We will continue to have the capabilities for peacekeeping at the lower level, but where the intensity is high we will only be able to fill the role of a small cog in a larger military machine. This is evident in our deployments since the withdrawal of our battalion in Lebanon. We had 40 military police in Bosnia, 100 transport personnel in Kosovo, 30 infantry personnel for a time in East Timor.
The current plan to provide an Irish infantry company and some staff as part of a Finnish battalion in the proposed EU-led and UN-mandated force in Bosnia says it all. The days of Ireland providing a basic infantry unit, a battalion, for peace support operations are over.
In considering factors such as realistic objectives and clear mandates, there is a long way to go yet before a clear picture emerges. The US will not relinquish overall control, and will ensure that the reporting mechanisms between a UN force in Iraq and its directing HQ will go to Washington rather than UN New York.
The US would prefer, and is currently insisting on, a UN resolution which sub-contracts the Iraq military mission to a US-led coalition of the willing. The Government will have to consider closely our involvement in such a force, although the EU will probably lead us on this.
Concern about whether the mission is adequately resourced is a consideration which goes back to the early days of our involvement in UN operations. At that time Ireland complained every time that an operation did not make a profit from peacekeeping.
This was when the UN paid a rental for Irish troops and their personal equipment and fully reimbursed us for heavy equipment over four years of use. Nowadays we pay all our own peacekeeping costs so there is always concern in the Departments of Finance and Defence about the bill for peacekeeping.
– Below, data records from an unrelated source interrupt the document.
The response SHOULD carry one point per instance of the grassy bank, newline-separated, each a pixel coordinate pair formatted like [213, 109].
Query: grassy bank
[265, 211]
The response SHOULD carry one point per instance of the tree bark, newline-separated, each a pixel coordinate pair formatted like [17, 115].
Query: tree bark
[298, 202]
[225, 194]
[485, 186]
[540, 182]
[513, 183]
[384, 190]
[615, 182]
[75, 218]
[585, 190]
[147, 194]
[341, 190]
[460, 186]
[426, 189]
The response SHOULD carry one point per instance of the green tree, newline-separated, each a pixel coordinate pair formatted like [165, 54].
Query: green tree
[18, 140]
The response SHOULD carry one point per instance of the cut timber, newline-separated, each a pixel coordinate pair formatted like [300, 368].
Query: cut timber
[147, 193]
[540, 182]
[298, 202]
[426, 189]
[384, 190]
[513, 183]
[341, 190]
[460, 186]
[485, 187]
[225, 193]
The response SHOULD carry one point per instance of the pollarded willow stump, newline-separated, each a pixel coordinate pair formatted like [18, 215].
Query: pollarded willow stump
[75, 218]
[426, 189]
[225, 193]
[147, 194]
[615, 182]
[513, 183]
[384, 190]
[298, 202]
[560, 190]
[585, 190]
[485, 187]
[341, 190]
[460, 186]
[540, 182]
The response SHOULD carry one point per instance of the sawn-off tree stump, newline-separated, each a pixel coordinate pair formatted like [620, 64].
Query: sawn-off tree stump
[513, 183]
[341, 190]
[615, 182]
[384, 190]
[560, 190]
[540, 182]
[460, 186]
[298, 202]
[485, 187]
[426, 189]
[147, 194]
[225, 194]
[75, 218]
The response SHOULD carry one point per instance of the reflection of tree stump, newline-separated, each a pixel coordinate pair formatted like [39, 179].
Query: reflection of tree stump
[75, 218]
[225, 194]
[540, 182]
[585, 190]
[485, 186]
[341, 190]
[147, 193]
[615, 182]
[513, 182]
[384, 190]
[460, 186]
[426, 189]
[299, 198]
The final consideration for the Government will be whether we have the manpower available for a peace support mission in Iraq.
In the mid to late 1990s, we had 850 troops overseas, including a major unit or battalion group. Following on the PriceWaterhouse review, the Army's strength was reduced by 10 per cent. Almost immediately the Defence White Paper reduced the Army strength by a further 10 per cent.
With the Army now at three-quarters of its former strength, Ireland no longer has the ability to deploy previous numbers to peacekeeping, and currently less than 200 are on overseas service.
Faced with these realities the Government has gone along with deployment in penny packets throughout the world. It is unlikely to change that now.
In summary, there is no legal stay on our deployment of troops to Iraq provided a proper UN mandate is in place. When, however, the Government considers the other factors, if we are to see any Irish deployment it is likely to be minuscule and composed of elements deployed away from the more dangerous operations.
By following such a policy the Government will be able to assure the US of our support,be seen to be supporting EU policy, announce our undying support for the UN, and do it all at minimum risk and cost.
Lieut Gen Gerry McMahon is a former Chief of Staff of the Defence Forces who during his career had widespread peacekeeping experience worldwide.